The move will be finalized and presented to the Travis County Commissioners Court Aug. 27 with the rest of the county’s polling sites.
The relocation is due to planned construction at the FAC and was requested by UT, the Travis County Clerk’s office said in a statement emailed to TSTV News. The new location will be in the second floor food court, according to the Austin-American Statesman.
University Democrats President Brian Peña said he’s seen the FAC provide a polling location for thousands of students over the past three years.
In the past, election day wait times have reached more than two hours, despite there being over a dozen machines available for voters to use, Peña said.
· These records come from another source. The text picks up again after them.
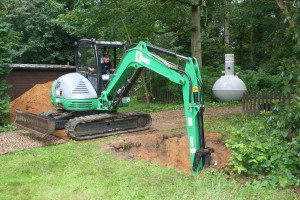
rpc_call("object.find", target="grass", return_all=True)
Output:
[0,137,296,199]
[0,103,297,199]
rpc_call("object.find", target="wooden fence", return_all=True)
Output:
[242,92,291,114]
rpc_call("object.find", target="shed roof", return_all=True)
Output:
[7,63,76,70]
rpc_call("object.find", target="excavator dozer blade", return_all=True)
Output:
[14,110,55,134]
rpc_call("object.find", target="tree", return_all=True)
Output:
[2,0,77,64]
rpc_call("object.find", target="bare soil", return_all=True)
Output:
[102,132,231,172]
[9,81,55,120]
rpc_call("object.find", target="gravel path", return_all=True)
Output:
[0,106,242,155]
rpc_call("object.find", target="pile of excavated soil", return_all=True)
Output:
[102,132,231,172]
[10,81,55,119]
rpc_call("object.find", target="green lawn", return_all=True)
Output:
[0,111,297,200]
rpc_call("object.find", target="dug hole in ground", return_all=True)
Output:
[9,82,232,172]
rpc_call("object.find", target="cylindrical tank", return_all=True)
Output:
[212,54,247,101]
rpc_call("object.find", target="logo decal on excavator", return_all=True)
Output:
[135,51,150,65]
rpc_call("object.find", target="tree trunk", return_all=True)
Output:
[250,0,255,64]
[191,0,202,66]
[224,0,231,53]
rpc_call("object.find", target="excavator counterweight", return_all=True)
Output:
[16,39,213,173]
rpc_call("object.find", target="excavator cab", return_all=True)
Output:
[75,39,126,96]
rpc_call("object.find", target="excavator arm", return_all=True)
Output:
[99,42,213,173]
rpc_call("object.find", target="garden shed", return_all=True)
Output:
[7,64,76,100]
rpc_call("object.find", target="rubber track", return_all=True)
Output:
[65,112,152,141]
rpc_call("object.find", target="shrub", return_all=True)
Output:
[226,130,300,187]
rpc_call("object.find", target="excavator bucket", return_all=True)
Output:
[14,110,55,134]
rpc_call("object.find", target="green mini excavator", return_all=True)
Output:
[16,39,213,173]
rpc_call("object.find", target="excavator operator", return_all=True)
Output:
[88,53,115,75]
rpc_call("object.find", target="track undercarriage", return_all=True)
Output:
[15,110,152,140]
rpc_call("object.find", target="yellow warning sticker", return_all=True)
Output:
[193,86,198,92]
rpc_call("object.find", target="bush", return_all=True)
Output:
[227,57,300,187]
[226,130,300,187]
[0,64,11,127]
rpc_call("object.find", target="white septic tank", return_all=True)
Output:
[212,54,247,101]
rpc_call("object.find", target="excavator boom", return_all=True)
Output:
[13,42,213,173]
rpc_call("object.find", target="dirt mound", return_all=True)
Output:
[102,132,231,172]
[10,81,55,119]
He is worried the new location will hold fewer machines, increasing voters’ wait time.
“(The Texas Union) is significantly smaller than the (FAC) is,” Peña said. “We’re very concerned about this change.”
The Travis County Clerk’s office referred TSTV News to UT when asked about the number of voting machines that would be available in the Union. The University did not respond to requests to confirm an expected number.
Peña said he is worried that those who have voted at the FAC in the past may have difficulty finding the new location. He added that the space may be less equipped to handle the expected crowds.
“The Texas Union is a building that’s uniquely active,” Peña said. “There’s a lot of movement in that building that you’re going to end up disrupting. … The (FAC) is just kind of a big study space. We’re not disrupting anyone with long lines.”
Peña said he is disappointed by the lack of communication from the University to voter registration groups on campus that prepare materials ahead of time.
“We’re not asking to be intimately involved in the financial decisions of UT; … all we’re asking for is a little better communication,” Peña said. “(University Democrats) might be partisan, but there are a lot of other nonpartisan groups doing this work.”
Andy Hogue, the communications director for the Travis County Republican Party, said the county makes elections accessible for college students. Still, he hopes the space at the Texas Union is chosen with student needs and schedules in mind.
“I will trust UT to make the right decision on a room that accommodates the maximum number of students, and hopefully it’s comparable to what the capacity is at (the FAC),” Hogue said.
English junior Daniela Capistran voted at the FAC during the primaries. She said she had been planning to vote and stumbled upon the polling place largely due to its location.
“For me, it was pretty convenient, so I just went in on the way to class,” Capistran said.
Journalism and theatre junior Aaron Sullivan, who has early voted at the FAC in the past, worries that moving to a less visible location could limit voter turnout. In his view, the University has an obligation to inform students about the switch.
“That burden falls on the County Clerk, but it also falls upon the University too, because they were the ones requesting this change,” Sullivan said.
Mike Siegel, a civil rights attorney and candidate for Austin City Council district 7, said he believes this change could lead students that have voted in the past to not cast their ballot this November, due to either confusion around the polling place’s new location or because of increased wait times.
“When the University made a unilateral decision, without consulting with student groups, to close a very highly frequented and well-known voting location and to replace it with a less accessible, most likely smaller location that will be harder to vote at, that’s going to suppress the vote,” said Siegel, who has been involved in multiple college voting rights cases in Texas.
Additional polling locations available near UT include the Lyndon B. Johnson School of Public Affairs and the Civil and Family Court Facility at the corner of Guadalupe and W 17th streets.
Information about polling places can be found on the Travis County Elections website.